His research has focused on neuromuscular function and treatment of musculoskeletal disease, including neuromuscular disorders, osteoarthritis, prosthetics and orthotics. He currently holds several grants from NIH and DOD, with projects aimed at improving the mobility of disabled individuals.
He is the co-inventor of the SensorWalk, a stance-control orthosis on the commercial market. He has also conducted research to decrease overuse injuries in military recruits and developed the combat boots worn by the U.S. Marine Corps.
He has published over 175 scientific peer-reviewed papers and 35 book chapters. He holds 4 US patents and one international patent. Kaufman has won a number of awards for his research.
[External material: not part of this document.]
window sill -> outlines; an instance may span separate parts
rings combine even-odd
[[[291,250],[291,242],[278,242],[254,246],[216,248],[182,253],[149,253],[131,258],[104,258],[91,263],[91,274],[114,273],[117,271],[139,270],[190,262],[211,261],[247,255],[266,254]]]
He is a Fellow in the American Institute for Medical and Biological Engineering (2002) and the American Society for Biomechanics (2011).
Dr. Kaufman is responsible for overseeing the Scientific Technical Cores for the BADER Consortium.
Dr. Jonathan Dingwell is an Associate Professor in the Department of Kinesiology & Health Education at the University of Texas, Austin. He also serves as the Director of the Nonlinear Biomechanics Laboratory.
Dr. Dingwell holds a bachelor’s degree in physics from Miami University (OH). He earned his master’s degree in biomedical engineering from the Ohio State University and his PhD in kinesiology from Penn State University.
He has researched human locomotion and clinical rehabilitation for over 16 years. His Master’s degree work involved developing and testing real-time visual feedback systems to improve gait symmetry in amputee patients walking on a motorized treadmill. This work garnered two subsequent first-author journal publications.
Dr. Dingwell’s PhD dissertation involved assessing dynamic walking stability in healthy subjects and in patients with diabetic peripheral neuropathy. Dr. Dingwell was intimately involved with every aspect of the conceptualization, development, design, and conduct of this study. This work garnered four subsequent first-author journal publications. Dr. Dingwell has been funded as PI on a grant from the Whitaker Biomedical Engineering Foundation, and as PI on four subsequent research grants from NIH.
Dr. Dingwell has also served, or is currently serving, as a co-PI on one NSF grant and two U.S. Army/DoD grants. These research projects have involved studying walking dynamics and neuromuscular control mechanisms in healthy adults, healthy elderly subjects, and U.S. military service members with either amputations or traumatic brain injury (TBI). In short, Dr. Dingwell has worked closely with a variety of clinical populations, most recently including those to be directly served by this BADER Consortium.
Through these experiences, Dr. Dingwell has acquired and developed extensive expertise in quantifying human walking dynamics and also in using the experimental and computational methods we propose to use here. In total, Dr. Dingwell’s research has so far yielded 33 peer-reviewed journal articles.
Dr. Dingwell has also published 2 book chapters and authored or co-authored over 140 peer-reviewed conference proceedings and abstracts presented at national and international conferences. Dr. Dingwell has chaired committees of 2 former PhD and 9 former Master’s thesis students. Dr. Dingwell is currently chairing 4 PhD and 2 Master’s committees. Dr. Dingwell served on 2 current and 8 former PhD dissertation committees.